L’église

 

 

Vieille et sombre, petite, au fond d’une étendue

L’église où nous allons prier semble perdue.

C’est en vain que notre œil s’obstine à la chercher.

Il faut, pour découvrir la pointe du clocher,

Au-dessus de la haie étouffante et sournoise,

Que le rire du ciel fasse éclater l’ardoise.

Alors le coq de bois paraît vivre au soleil

Avec sa crête rouge et son poitrail vermeil.

Il indique l’église, il se dresse ; il écoute

Les propos du village et les bruits de la route.

Il voit, sous la fierté de ses ongles luisants,

Rouler les chariots, passer les paysans ;

Il voit dans le lointain de grands bœufs aux pacages

Qui rongent la figure immense des herbages.

Au détour du chemin, entre les deux âris

Qu’ombragent des lilas et des poiriers fleuris.

Vaincu par la chaleur, le cantonnier, sans honte,

Somnole, rêve, bâille et dit : « Le soleil monte ! »

Le vieux coq rayonnant s’exaspère à midi.

Mais le paysan dort et le bœuf alourdi

Se couche.

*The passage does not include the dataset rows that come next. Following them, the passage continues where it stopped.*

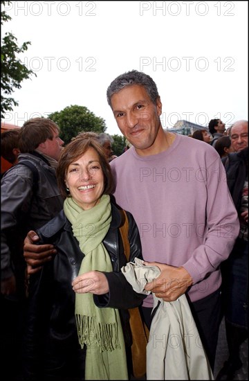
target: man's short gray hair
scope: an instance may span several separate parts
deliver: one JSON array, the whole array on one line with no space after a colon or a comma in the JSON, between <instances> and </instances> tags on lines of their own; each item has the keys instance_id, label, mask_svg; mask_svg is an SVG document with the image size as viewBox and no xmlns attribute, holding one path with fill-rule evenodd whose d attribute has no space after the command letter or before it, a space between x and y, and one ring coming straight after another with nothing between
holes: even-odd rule
<instances>
[{"instance_id":1,"label":"man's short gray hair","mask_svg":"<svg viewBox=\"0 0 249 381\"><path fill-rule=\"evenodd\" d=\"M103 145L105 141L109 141L111 144L113 144L114 143L114 140L112 136L111 136L111 135L107 134L106 132L102 132L101 134L99 134L97 139L98 141L101 145Z\"/></svg>"},{"instance_id":2,"label":"man's short gray hair","mask_svg":"<svg viewBox=\"0 0 249 381\"><path fill-rule=\"evenodd\" d=\"M109 105L111 107L111 98L113 94L118 93L124 87L132 86L133 85L143 86L153 103L156 105L156 100L159 94L156 85L153 79L142 71L132 70L121 74L112 81L107 91Z\"/></svg>"}]
</instances>

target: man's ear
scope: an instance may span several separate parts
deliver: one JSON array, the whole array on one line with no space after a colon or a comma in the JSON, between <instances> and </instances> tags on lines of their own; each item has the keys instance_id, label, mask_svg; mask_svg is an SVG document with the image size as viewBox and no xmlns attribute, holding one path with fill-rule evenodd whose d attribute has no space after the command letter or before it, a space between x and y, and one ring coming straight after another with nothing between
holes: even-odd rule
<instances>
[{"instance_id":1,"label":"man's ear","mask_svg":"<svg viewBox=\"0 0 249 381\"><path fill-rule=\"evenodd\" d=\"M15 156L18 156L20 153L20 150L19 148L12 149L12 154L15 154Z\"/></svg>"},{"instance_id":2,"label":"man's ear","mask_svg":"<svg viewBox=\"0 0 249 381\"><path fill-rule=\"evenodd\" d=\"M162 114L162 108L163 108L163 105L160 101L160 98L158 96L156 99L156 110L159 116Z\"/></svg>"}]
</instances>

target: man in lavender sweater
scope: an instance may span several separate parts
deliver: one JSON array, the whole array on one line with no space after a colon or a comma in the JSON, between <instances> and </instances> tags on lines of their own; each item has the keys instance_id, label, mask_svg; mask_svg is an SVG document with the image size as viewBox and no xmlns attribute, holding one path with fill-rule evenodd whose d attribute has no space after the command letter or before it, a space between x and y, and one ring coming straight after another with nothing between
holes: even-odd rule
<instances>
[{"instance_id":1,"label":"man in lavender sweater","mask_svg":"<svg viewBox=\"0 0 249 381\"><path fill-rule=\"evenodd\" d=\"M239 228L223 166L212 146L163 129L157 87L144 73L118 76L107 100L133 145L111 163L114 196L135 218L144 259L161 270L146 290L166 301L186 293L213 369L221 319L219 265ZM142 306L149 326L152 307L150 294Z\"/></svg>"},{"instance_id":2,"label":"man in lavender sweater","mask_svg":"<svg viewBox=\"0 0 249 381\"><path fill-rule=\"evenodd\" d=\"M165 301L186 294L213 369L221 319L219 265L239 229L223 166L208 144L163 129L158 89L144 73L132 71L116 78L107 100L133 145L111 162L114 196L136 220L143 258L161 270L146 289ZM26 239L24 254L30 265L38 265L55 250L47 245L36 249L30 245L37 239L33 236L30 232ZM35 251L40 260L35 260ZM151 294L142 306L149 327L152 307ZM163 345L162 338L158 340Z\"/></svg>"}]
</instances>

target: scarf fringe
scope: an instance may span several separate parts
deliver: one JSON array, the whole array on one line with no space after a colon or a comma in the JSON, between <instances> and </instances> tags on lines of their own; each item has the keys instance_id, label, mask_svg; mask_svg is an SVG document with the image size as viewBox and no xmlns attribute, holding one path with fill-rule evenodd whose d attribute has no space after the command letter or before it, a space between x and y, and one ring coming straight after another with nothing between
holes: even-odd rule
<instances>
[{"instance_id":1,"label":"scarf fringe","mask_svg":"<svg viewBox=\"0 0 249 381\"><path fill-rule=\"evenodd\" d=\"M98 346L100 352L120 349L117 323L98 323L96 317L75 314L80 346Z\"/></svg>"}]
</instances>

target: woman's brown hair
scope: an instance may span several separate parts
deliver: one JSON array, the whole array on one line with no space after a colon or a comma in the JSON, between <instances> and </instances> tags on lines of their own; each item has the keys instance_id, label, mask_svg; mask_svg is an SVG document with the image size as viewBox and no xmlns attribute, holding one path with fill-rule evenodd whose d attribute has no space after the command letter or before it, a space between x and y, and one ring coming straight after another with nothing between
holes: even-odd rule
<instances>
[{"instance_id":1,"label":"woman's brown hair","mask_svg":"<svg viewBox=\"0 0 249 381\"><path fill-rule=\"evenodd\" d=\"M105 152L95 138L84 136L77 136L62 151L59 159L56 175L59 189L63 197L70 197L65 184L67 170L71 163L82 157L89 148L93 148L100 159L100 164L104 174L104 187L103 194L110 195L113 190L113 179Z\"/></svg>"}]
</instances>

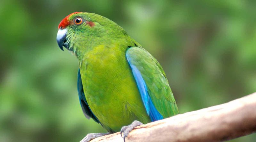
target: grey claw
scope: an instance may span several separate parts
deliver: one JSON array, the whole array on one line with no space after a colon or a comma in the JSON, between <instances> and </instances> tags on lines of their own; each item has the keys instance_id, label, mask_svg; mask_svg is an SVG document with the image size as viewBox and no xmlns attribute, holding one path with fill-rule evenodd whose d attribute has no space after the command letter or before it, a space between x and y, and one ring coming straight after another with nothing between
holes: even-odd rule
<instances>
[{"instance_id":1,"label":"grey claw","mask_svg":"<svg viewBox=\"0 0 256 142\"><path fill-rule=\"evenodd\" d=\"M124 141L125 142L125 138L128 136L129 133L133 129L134 127L138 126L143 125L143 124L141 122L137 120L135 120L130 125L127 126L124 126L122 127L122 128L121 128L120 134L121 135L121 136L124 138ZM123 137L122 136L122 133L124 133Z\"/></svg>"},{"instance_id":2,"label":"grey claw","mask_svg":"<svg viewBox=\"0 0 256 142\"><path fill-rule=\"evenodd\" d=\"M110 134L110 133L108 132L106 133L91 133L88 134L80 142L88 142L92 139L94 139L98 137L107 135Z\"/></svg>"}]
</instances>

On n’entend plus les oiseaux ni personne.

Dans le silence universel l’angélus sonne.

 

L’église où nous allons prier n’a qu’une voix.

Elle informe les champs, elle avertit les bois,

Elle annonce ou rappelle à toute âme qui prie

Le beau salut de l’Ange à la Vierge Marie.

La voix, la douce voix qui monte vers les Cieux,

Nous l’avons entendue au fond du chemin creux.

Nous avons entrevu le coq entre les branches.

Allons-nous retrouver l’église des dimanches ?

Ouvrira-t-elle encore, ainsi qu’un éventail,

Le plein cintre élargi de ce très vieux portail

Qui tient l’ombre des jours pendante sur sa baie ?

Le porche est clos. Voici, protégé par la haie,

Le cantonnier, les bras en croix sur le talus.

Un oiseau dans les fleurs écoute l’angélus.

Plus loin, le haut curé, droit dans la solitude,

Devant le seuil désert fixé par l’habitude,

Heureux de voir quelqu’un, sourit quand nous passons.

Puis la cloche légère, avec de petits sons

Doucement répétés, tinte et meurt sous la nue.

 

L’église où vous priez, ma sœur, est un peu nue ;

Elle a d’anciens vitraux qui claquent dans le plomb

Et les saints tourmentés n’y sont pas très d’aplomb ;

De son autel roman les vers creusent les marches,

Ils forent sans pitié deux fronts de patriarches ;

Et là-haut, sous la voûte, auprès d’un pendentif,

Ils ont mangé le nez d’un Confesseur naïf.

Quatre martyrs de pierre, inquiets sur leur base,

N’en expriment pas moins la douleur ou l’extase.

Le chien prudent a fui la niche de saint Roch.

Messire saint Martin, solide comme un roc,

De sa dextre, sans doute habituée au sabre,

Coupe en deux son manteau, qu’il offre à Benoît Labre.

C’est tout. Mais quel démon bizarre me frôla ?

Ô ma sœur, priez bien pour moi, car ce sont là,

D’une âme malgré tout légèrement impie,

Les curiosités que votre lèvre expie.

Je suis auprès de vous et laisse encor mes yeux

Errer dans les rayons qui dorent vos cheveux,

Et je songe au sentier qui conduit à l’église...

Mais vous, qu’une prière ardente immobilise,

Je sens que vous tenez, pour de plus longs chemins,

Le grand rêve éternel en vos petites mains.

 

 

 

Paul HAREL, Heures lointaines, 1904.